Magistrado ponente: Iván Mauricio Lenis Gómez

Decreto 2591 de 1991

Radicado n.° 64916 IVÁN MAURICIO LENIS GÓMEZ Magistrado ponente STL15617-2021 Radicado n.° 64916 Acta 43 Barranquilla, diez (10) de noviembre de dos mil veintiuno (2021). La Corte decide la acción de tutela que RAFAEL ENRIQUE POLO ARAÚJO instaura contra la SALA CIVIL - FAMILIA - LABORAL DEL TRIBUNAL SUPERIOR DE VALLEDUPAR, actuación a la que se vincula al JUEZ PRIMERO LABORAL DEL CIRCUITO DE CHIRIGUANÁ - CESAR.

I.

ANTECEDENTES El accionante promueve el mecanismo que ocupa la atención de la Sala con el propósito de obtener el amparo de sus derechos fundamentales al trabajo, dignidad, debido proceso y libertad de asociación sindical.

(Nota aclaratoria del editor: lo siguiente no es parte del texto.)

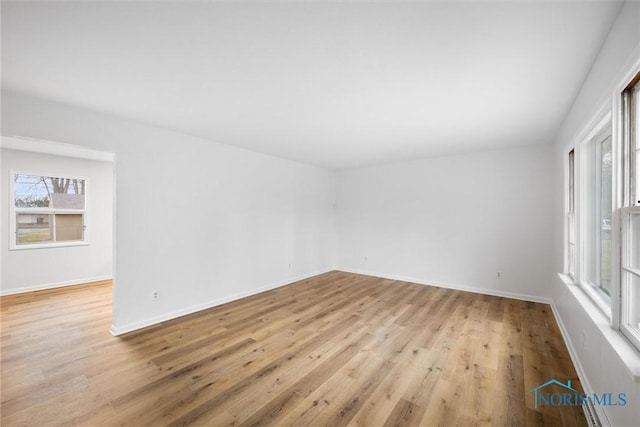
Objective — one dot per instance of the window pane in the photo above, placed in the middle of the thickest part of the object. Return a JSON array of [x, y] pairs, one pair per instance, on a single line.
[[572, 259], [605, 215], [634, 236], [68, 227], [34, 191], [633, 303], [34, 228]]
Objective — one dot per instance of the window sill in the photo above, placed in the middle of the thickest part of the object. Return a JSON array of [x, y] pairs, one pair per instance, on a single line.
[[48, 245], [627, 353]]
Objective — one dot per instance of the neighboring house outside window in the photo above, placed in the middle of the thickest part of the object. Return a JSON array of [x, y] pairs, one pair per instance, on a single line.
[[47, 211]]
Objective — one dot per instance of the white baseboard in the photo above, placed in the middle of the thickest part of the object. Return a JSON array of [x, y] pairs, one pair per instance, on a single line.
[[573, 354], [133, 326], [484, 291], [54, 285]]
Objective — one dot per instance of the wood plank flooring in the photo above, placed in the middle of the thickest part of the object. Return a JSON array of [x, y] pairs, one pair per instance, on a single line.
[[336, 349]]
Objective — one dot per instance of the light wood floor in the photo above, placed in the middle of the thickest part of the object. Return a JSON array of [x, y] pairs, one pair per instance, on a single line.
[[333, 350]]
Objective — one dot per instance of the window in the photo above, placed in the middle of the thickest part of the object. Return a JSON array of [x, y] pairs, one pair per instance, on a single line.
[[47, 211], [571, 215], [630, 215], [597, 162]]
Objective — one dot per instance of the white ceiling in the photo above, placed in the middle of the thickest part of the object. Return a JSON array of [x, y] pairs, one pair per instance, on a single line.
[[336, 84]]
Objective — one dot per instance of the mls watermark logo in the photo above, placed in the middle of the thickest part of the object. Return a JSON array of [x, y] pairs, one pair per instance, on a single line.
[[568, 396]]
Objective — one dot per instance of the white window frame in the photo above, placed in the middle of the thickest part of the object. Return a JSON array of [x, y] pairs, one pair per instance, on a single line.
[[627, 272], [586, 198], [571, 234], [14, 211]]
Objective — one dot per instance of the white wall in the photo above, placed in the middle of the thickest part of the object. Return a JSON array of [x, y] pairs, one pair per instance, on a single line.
[[592, 351], [31, 269], [455, 221], [199, 222]]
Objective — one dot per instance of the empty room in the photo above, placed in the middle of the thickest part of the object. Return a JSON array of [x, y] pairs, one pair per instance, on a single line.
[[364, 213]]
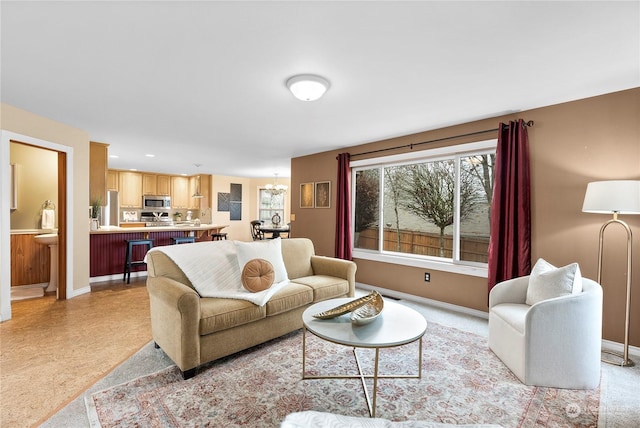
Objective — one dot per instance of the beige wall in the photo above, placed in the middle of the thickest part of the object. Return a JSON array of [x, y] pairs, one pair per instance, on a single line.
[[239, 230], [37, 180], [571, 144], [77, 142]]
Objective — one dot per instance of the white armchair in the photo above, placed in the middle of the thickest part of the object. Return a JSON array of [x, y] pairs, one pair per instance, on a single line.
[[555, 342]]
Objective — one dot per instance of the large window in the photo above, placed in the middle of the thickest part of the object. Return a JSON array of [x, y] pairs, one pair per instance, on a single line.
[[431, 206], [270, 204]]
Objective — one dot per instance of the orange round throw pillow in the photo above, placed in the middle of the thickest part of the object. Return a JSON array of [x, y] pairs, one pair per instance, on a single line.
[[257, 275]]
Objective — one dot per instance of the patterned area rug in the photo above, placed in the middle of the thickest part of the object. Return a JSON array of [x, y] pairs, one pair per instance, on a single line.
[[463, 382]]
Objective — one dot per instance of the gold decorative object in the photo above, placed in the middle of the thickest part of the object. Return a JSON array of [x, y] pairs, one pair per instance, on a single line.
[[351, 306], [368, 312]]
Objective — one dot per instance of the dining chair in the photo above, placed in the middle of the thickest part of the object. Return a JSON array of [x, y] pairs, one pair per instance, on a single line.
[[256, 233]]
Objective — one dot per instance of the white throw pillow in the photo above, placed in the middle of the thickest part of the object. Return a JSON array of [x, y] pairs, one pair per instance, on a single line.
[[547, 281], [270, 250]]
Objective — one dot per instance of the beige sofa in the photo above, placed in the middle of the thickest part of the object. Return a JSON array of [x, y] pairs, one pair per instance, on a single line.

Para respaldar su solicitud, narra que el 23 de marzo de 2010 celebró contrato de trabajo a término indefinido con la sociedad Drummond Ltda. y, en vigencia del vínculo contractual, lo eligieron secretario de la junta directiva del sindicato Sintraminal.

Indica que su empleadora instauró demanda especial de fuero sindical en su contra para que se autorice el levantamiento de la garantía foral y se le permita terminar su contrato de trabajo con justa causa, con ocasión de un incidente y daño acaecido en la operación de un camión de su propiedad. Refiere que el asunto se asignó al Juez Laboral del Circuito de Chiriguaná - Cesar, autoridad que, mediante sentencia de 25 de septiembre de 2020, accedió a las pretensiones de la demanda.

Señala que presentó recurso de apelación contra la decisión anterior y, por medio de fallo de 24 de agosto de 2021, la Sala Civil - Familia - Laboral del Tribunal Superior de Valledupar la confirmó. Cuestiona que las autoridades judiciales encausadas vulneraron sus derechos fundamentales, pues no valoraron el material probatorio que da cuenta que en el momento del incidente no estaba bajo la influencia de « narcóticos o drogas enervantes ».

De igual forma, reprocha que no se tuvieron en cuenta los exámenes médicos aportados para tal fin. Conforme lo anterior, solicita que se protejan las prerrogativas constitucionales que invoca y que, como medida para restablecerlas, se deje sin efecto jurídico la sentencia de segunda instancia de 24 de agosto de 2021. En su lugar, requiere que se ordene al juez plural encausado proferir una decisión de remplazo favorable a sus pretensiones.

La acción de tutela se admitió mediante auto de 3 de noviembre de 2021, a través del cual se corrió traslado a las autoridades convocadas para que ejercieran su defensa en el término de un (1) día. Durante tal lapso, el magistrado ponente de la decisión en controversia defendió la legalidad de tal pronunciamiento y solicitó que el instrumento de resguardo constitucional se niegue.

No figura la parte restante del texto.